High availability depends on the cluster's ability to effectively avoid downtime. In general, failover prevents the total system unresponsiveness that happens when a single server fails, but a properly designed cluster must also address the failure of other cluster components.
High availability is usually defined as a high percentage of uptime, such as 99.999%, 24/7/365 (always), or business hours during business days. To design for high availability, all system components must be made redundant or recoverable enough so that no single component failure can bring the entire environment to a stop.
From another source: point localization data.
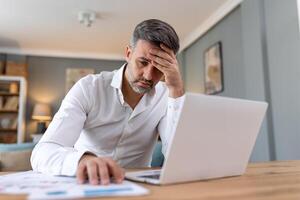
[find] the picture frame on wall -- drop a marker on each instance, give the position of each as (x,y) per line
(213,67)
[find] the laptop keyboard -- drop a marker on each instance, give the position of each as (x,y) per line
(154,176)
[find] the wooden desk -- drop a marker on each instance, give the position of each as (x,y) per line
(265,181)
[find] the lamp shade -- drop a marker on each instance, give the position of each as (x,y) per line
(41,112)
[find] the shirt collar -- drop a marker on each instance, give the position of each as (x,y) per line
(118,77)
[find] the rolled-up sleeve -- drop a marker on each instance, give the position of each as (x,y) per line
(55,153)
(168,123)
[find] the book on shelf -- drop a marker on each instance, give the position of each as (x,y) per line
(11,103)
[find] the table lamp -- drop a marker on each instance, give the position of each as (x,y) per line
(41,113)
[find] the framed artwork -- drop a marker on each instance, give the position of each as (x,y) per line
(74,74)
(213,81)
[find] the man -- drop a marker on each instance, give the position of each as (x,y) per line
(111,120)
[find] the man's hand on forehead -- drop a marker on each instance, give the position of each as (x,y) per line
(165,61)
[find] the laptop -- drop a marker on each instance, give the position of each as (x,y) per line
(214,138)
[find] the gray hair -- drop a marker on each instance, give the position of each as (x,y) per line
(156,32)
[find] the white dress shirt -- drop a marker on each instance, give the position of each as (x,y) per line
(94,117)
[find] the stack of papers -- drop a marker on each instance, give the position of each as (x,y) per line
(41,186)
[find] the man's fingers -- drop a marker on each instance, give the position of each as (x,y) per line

Identifying the failure modes of a cluster is good practice for any deployment. For every component in the cluster, analyze what happens to users and overall availability when that component fails. See Session Management and Failover for an explanation of what happens to users on a server instance that fails. You should also consider the overall performance degradation of the cluster and the impact of failures on other cluster components.
A further aspect of high availability is sizing the cluster so, should one server (hardware or software) become unavailable, the rest can still respond to anticipated demand. If you have strict availability and performance requirements, you may need to plan for additional nodes. As you design your JasperReports Server cluster, you should take all these issues into account to properly assess your availability requirements.
Another aspect of high availability is the ability of certain clusters to keep operating during planned maintenance and upgrades, called rolling upgrades. JasperReports Server does not support rolling upgrades, because different versions can require different schemas in the shared repository. So your availability planning must include the time to stop the entire cluster and perform upgrades as necessary.